[Speex-dev] How does the jitter buffer "catch up"?

Thu Sep 22 16:27:12 PDT 2005

> Hello,

Hi :)

First off, could you try to set your email client to break long lines before 
transmitting? In my (somewhat outdated) pine, the lines appear as VERY long 
lines when I try to reply, making it hard to read :)

Minor detail though, I should probably fix pine. Some day.

> The way you describe how the jitter buffer should be implemented makes me 
> wonder: How does the jitter buffer works when there is no transmission?
> Let's say my "output" thread gets a speex frame from the jitter buffer every 
> 20ms. What happen when there is no frame that arrived on the socket? No 
> frames at all for a pretty long time (ie many seconds).
> This is my case because I chose not to transmit any sound data when speech 
> was not recognized (This speech probability from the preprocessor is so 
> sweet! Thanks Jean-marc!). Yes, I know, I'm cheap on bandwidth, but that's on 
> purpose... :(

What happens is this:

On the first _get where there are no valid frames (because you stopped 
transmitting from the other end), the jitter buffer will tell the decoder to 
just decode the last frame again. On the next one, it tells the decoder to 
extrapolate from the last frame, and on the next one after that to extrapolate 
even more. This goes on until 25 packets are missed, at which point the jitter 
buffer resets the decoder and stops extrapolating.

> I read Munble source code (v0.3.2) to see how you do. And I found this 
> comment:
> 	// Ideally, we'd like to go DTX (discontinous transmission)
> 	// if we didn't detect speech. Unfortunately, the jitter
> 	// buffer on the receiving end doesn't cope with that
> 	// very well.

Ah, this is a completely outdated comment, as I found a way to make it work 
well :)

What I do, is append one bit to each speex packet which indicates if this is a 
"end of transmission". If it is, I manually tell the jitter buffer to reset 
immediately and stop extrapolating, because I know no more packets will be 
forthcoming.

If this "end of transmission" packet should be lost, no harm is done, because 
all that happens is that the codec extrapolates a bit, meaning you get a few 
hundred ms of alien sounds :)

In an ideal world, you'd like to use Speex DTX mode, which puts the decoder in 
"generate comfort noise" mode and also transfers one packet every 400ms (I 
think) to update the noise profile, but if you use the denoiser of the 
preprocessor then comfort noise == silence.

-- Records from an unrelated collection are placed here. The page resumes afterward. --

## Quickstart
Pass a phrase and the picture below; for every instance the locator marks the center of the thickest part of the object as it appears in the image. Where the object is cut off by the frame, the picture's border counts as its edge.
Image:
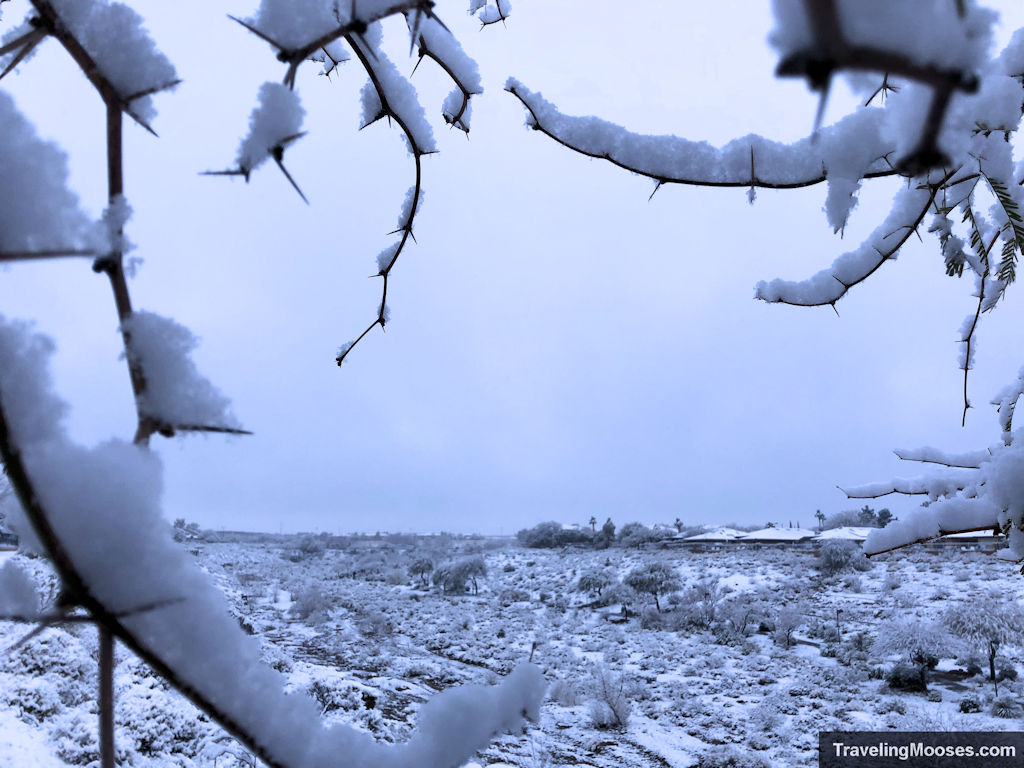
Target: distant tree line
(553, 535)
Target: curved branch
(942, 532)
(853, 267)
(971, 460)
(671, 160)
(946, 517)
(374, 62)
(436, 43)
(932, 485)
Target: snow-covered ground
(351, 629)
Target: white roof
(986, 534)
(716, 535)
(779, 535)
(851, 532)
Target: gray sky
(559, 346)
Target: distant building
(7, 541)
(846, 532)
(777, 536)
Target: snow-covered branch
(388, 94)
(88, 504)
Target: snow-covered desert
(754, 651)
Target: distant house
(846, 532)
(716, 535)
(987, 541)
(776, 537)
(714, 539)
(7, 541)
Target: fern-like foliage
(1007, 270)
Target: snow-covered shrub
(652, 619)
(509, 595)
(655, 579)
(903, 676)
(594, 582)
(551, 535)
(60, 657)
(421, 568)
(333, 695)
(787, 620)
(891, 705)
(310, 604)
(373, 623)
(730, 757)
(455, 578)
(308, 547)
(698, 603)
(853, 583)
(609, 706)
(985, 624)
(74, 737)
(157, 723)
(766, 716)
(970, 705)
(922, 643)
(636, 535)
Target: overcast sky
(559, 346)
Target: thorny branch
(662, 178)
(76, 592)
(370, 61)
(942, 531)
(833, 52)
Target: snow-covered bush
(564, 692)
(60, 657)
(837, 556)
(920, 643)
(310, 603)
(730, 757)
(35, 698)
(655, 579)
(698, 604)
(987, 623)
(594, 582)
(421, 568)
(1006, 707)
(609, 705)
(786, 621)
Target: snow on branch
(437, 43)
(941, 518)
(110, 44)
(96, 512)
(1006, 402)
(828, 286)
(274, 124)
(929, 455)
(176, 397)
(388, 94)
(751, 161)
(933, 485)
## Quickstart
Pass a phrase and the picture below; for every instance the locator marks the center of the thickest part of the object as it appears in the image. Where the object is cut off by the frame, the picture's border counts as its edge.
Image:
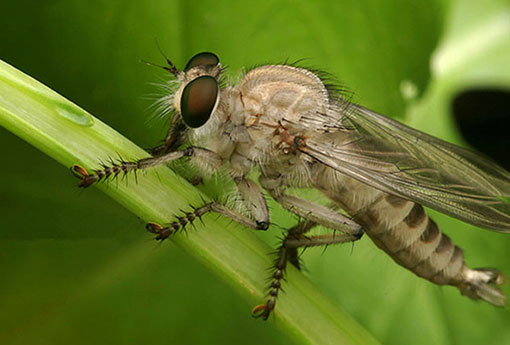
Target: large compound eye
(207, 59)
(198, 100)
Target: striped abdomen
(403, 229)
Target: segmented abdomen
(403, 229)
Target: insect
(298, 132)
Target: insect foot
(162, 233)
(106, 172)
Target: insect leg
(180, 223)
(201, 156)
(312, 211)
(287, 252)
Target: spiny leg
(311, 211)
(204, 156)
(287, 252)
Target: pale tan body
(283, 121)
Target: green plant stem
(70, 135)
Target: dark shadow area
(483, 119)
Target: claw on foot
(86, 178)
(161, 233)
(262, 310)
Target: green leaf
(79, 259)
(69, 134)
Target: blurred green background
(75, 267)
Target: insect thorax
(256, 121)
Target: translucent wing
(397, 159)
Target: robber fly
(298, 132)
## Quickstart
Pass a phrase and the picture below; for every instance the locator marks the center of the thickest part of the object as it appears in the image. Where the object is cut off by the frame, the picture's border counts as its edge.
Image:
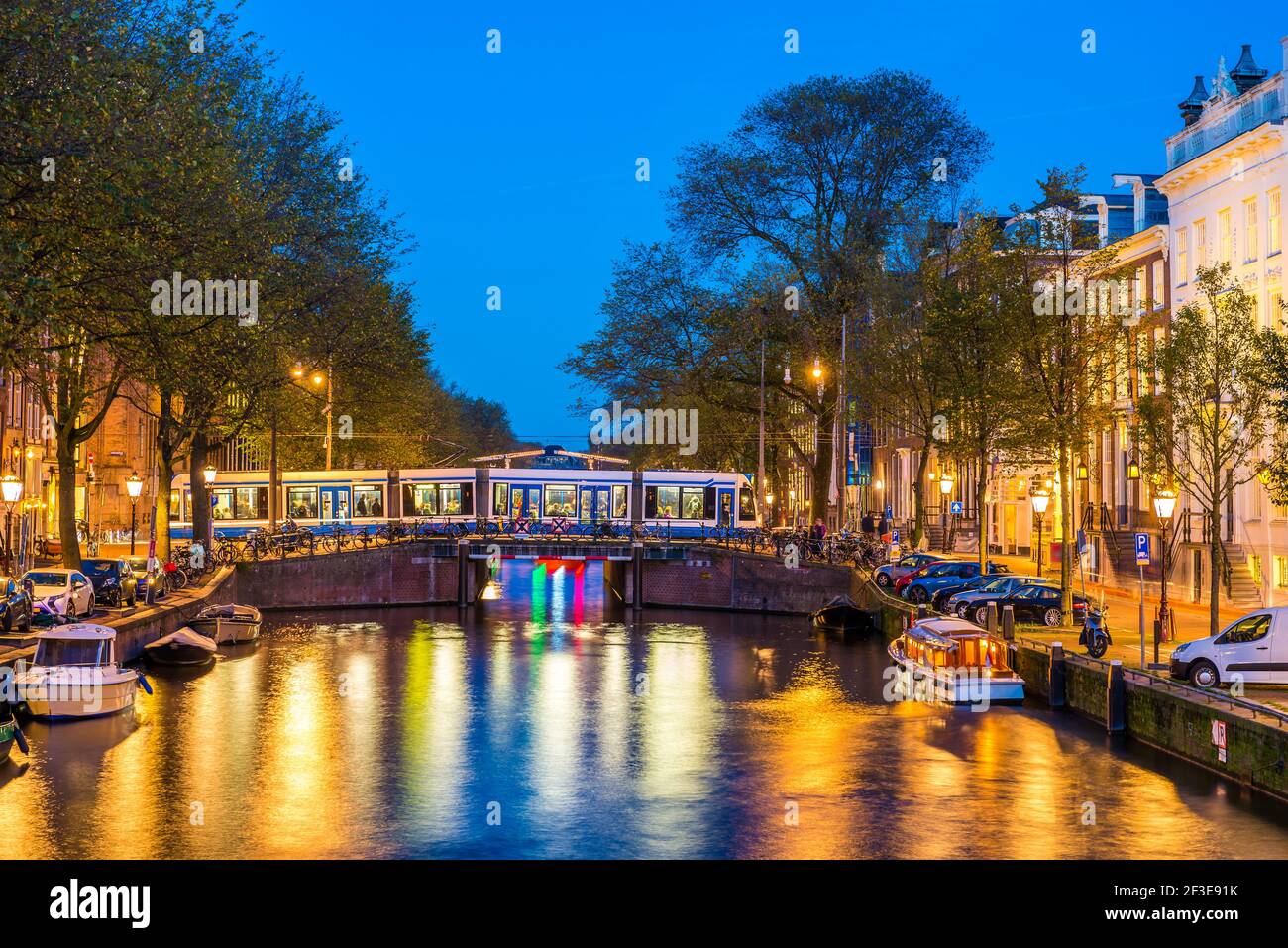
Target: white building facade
(1225, 184)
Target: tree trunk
(1215, 556)
(200, 494)
(67, 500)
(1067, 498)
(980, 489)
(918, 497)
(822, 472)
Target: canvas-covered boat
(75, 674)
(840, 614)
(956, 662)
(184, 647)
(228, 623)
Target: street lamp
(1164, 505)
(11, 488)
(133, 487)
(209, 474)
(1039, 500)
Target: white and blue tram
(681, 502)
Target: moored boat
(841, 614)
(184, 647)
(75, 674)
(228, 623)
(956, 662)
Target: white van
(1253, 648)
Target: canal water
(552, 724)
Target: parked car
(14, 605)
(114, 581)
(888, 574)
(982, 587)
(949, 575)
(44, 617)
(1253, 647)
(62, 590)
(1033, 603)
(140, 569)
(906, 579)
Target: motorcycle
(1095, 636)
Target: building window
(1275, 235)
(1250, 230)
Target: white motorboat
(956, 662)
(75, 674)
(228, 623)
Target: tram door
(724, 507)
(595, 502)
(526, 501)
(335, 504)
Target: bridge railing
(772, 543)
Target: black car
(14, 605)
(114, 581)
(1033, 604)
(140, 565)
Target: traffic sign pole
(1142, 561)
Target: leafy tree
(814, 181)
(1205, 429)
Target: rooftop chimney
(1245, 75)
(1193, 106)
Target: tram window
(301, 501)
(449, 500)
(222, 504)
(368, 501)
(561, 501)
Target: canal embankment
(140, 626)
(1240, 740)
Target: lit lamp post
(1039, 500)
(945, 488)
(11, 488)
(133, 487)
(209, 473)
(1164, 505)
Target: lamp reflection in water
(434, 721)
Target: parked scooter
(1094, 635)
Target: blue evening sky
(518, 170)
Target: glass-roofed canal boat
(954, 662)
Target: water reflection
(552, 724)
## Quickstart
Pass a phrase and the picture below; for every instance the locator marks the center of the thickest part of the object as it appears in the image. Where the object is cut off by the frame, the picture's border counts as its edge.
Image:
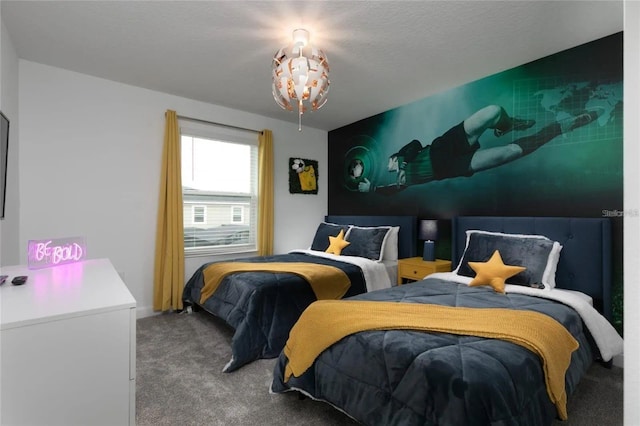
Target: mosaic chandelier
(300, 76)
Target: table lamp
(428, 231)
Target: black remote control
(19, 280)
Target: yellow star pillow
(336, 244)
(493, 272)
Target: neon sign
(54, 252)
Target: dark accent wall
(569, 129)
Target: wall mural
(541, 139)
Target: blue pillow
(534, 252)
(321, 239)
(366, 242)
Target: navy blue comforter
(407, 378)
(263, 306)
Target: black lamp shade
(428, 230)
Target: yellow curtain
(168, 277)
(265, 193)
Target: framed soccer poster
(303, 176)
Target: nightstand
(414, 268)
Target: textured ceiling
(382, 54)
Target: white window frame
(204, 213)
(233, 136)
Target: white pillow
(390, 244)
(549, 274)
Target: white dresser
(67, 347)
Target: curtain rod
(198, 120)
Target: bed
(428, 370)
(262, 303)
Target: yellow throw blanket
(324, 323)
(327, 282)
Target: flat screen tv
(4, 147)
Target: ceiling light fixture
(300, 75)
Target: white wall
(9, 106)
(90, 155)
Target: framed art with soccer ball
(303, 176)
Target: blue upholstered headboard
(585, 259)
(407, 236)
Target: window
(237, 214)
(199, 214)
(219, 190)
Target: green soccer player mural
(458, 152)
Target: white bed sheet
(376, 274)
(606, 337)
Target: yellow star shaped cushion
(336, 244)
(493, 272)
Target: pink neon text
(56, 254)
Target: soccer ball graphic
(298, 165)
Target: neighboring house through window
(219, 189)
(199, 214)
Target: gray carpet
(180, 382)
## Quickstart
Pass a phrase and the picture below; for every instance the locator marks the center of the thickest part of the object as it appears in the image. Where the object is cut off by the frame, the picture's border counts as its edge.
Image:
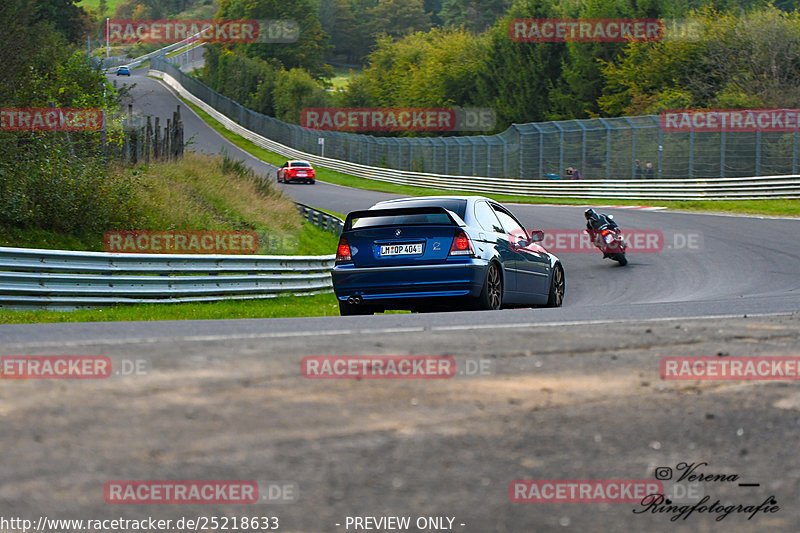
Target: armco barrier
(56, 279)
(659, 189)
(321, 219)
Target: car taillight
(343, 251)
(461, 244)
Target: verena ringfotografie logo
(207, 31)
(585, 30)
(181, 242)
(583, 490)
(730, 120)
(55, 367)
(397, 119)
(730, 368)
(378, 367)
(50, 119)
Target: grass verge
(283, 306)
(776, 207)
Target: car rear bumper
(374, 284)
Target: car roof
(418, 198)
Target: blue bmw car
(444, 252)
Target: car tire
(491, 297)
(346, 309)
(558, 287)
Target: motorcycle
(611, 242)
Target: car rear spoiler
(399, 211)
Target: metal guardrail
(57, 279)
(602, 148)
(321, 219)
(110, 63)
(661, 189)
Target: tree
(475, 15)
(66, 17)
(311, 47)
(398, 18)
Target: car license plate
(401, 249)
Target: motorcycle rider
(598, 221)
(595, 222)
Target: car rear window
(403, 220)
(457, 206)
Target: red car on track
(296, 171)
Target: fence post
(583, 146)
(157, 140)
(608, 147)
(541, 151)
(758, 152)
(660, 145)
(633, 147)
(560, 149)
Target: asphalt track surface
(573, 393)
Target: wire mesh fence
(610, 148)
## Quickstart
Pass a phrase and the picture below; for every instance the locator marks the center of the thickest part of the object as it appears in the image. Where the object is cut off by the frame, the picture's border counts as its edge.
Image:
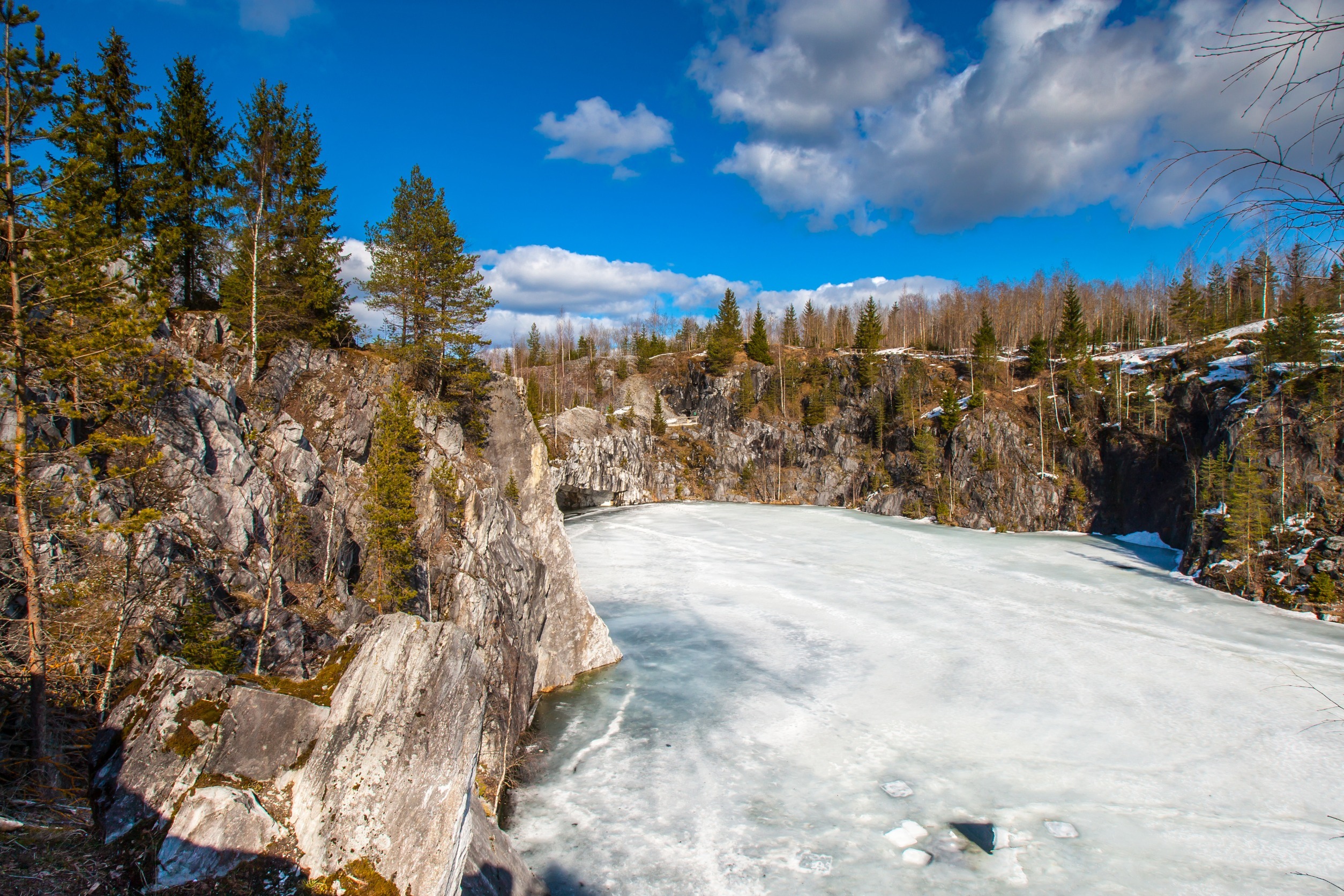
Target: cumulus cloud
(272, 17)
(538, 284)
(854, 110)
(599, 135)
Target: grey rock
(494, 867)
(574, 638)
(138, 777)
(215, 831)
(393, 770)
(295, 460)
(263, 734)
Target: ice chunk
(901, 837)
(914, 829)
(977, 832)
(815, 863)
(898, 789)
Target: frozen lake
(781, 664)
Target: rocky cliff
(370, 743)
(1112, 444)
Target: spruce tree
(1295, 336)
(430, 287)
(658, 423)
(1038, 355)
(1187, 307)
(811, 327)
(187, 213)
(726, 336)
(535, 354)
(867, 340)
(746, 394)
(1248, 507)
(76, 335)
(1073, 332)
(789, 335)
(390, 503)
(949, 407)
(100, 124)
(758, 347)
(285, 263)
(985, 346)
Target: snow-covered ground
(782, 664)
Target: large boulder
(263, 734)
(215, 831)
(392, 775)
(154, 746)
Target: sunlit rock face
(784, 664)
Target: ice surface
(898, 789)
(784, 663)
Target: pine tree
(985, 344)
(789, 335)
(1073, 332)
(187, 213)
(1038, 355)
(726, 338)
(429, 284)
(392, 472)
(758, 347)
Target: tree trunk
(33, 589)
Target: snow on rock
(916, 857)
(214, 832)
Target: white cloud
(536, 284)
(851, 108)
(272, 17)
(599, 135)
(879, 288)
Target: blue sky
(780, 148)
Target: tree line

> I did not implemented the jitter buffer yet, but I wonder if I should?
> I was thinking about holding the first few sound frames before playing them. 
> That way, I introduce a delay, which should remove the jitter. Moreover, 
> since I'm not transmitting when not speaking, the delay does not sum up to 
> get pretty long in the end.

This will work, but will introduce latency in your transmission. This sort of 
buffering is very common in streaming media, such as shoutcasts and 
videostreams, as they are unidirectional and it doesn't matter if there's a 2 
second delay between sending and receiving time. For bidirectional speech, you 
want latency at an absolute minimum.

Why?

Humans start speaking when the other side isn't speaking. Let's take the 
extreme case and say there's 10 seconds of delay. If you both start talking at 
the same time, it'll be 10 seconds before you hear the other end is also 
talking, 10 more seconds to notice that he stopped, and then 10 seconds before 
he hears you say "go ahead". 10 sec is extreme, but this effect is quite 
noticable even at 500ms total latency.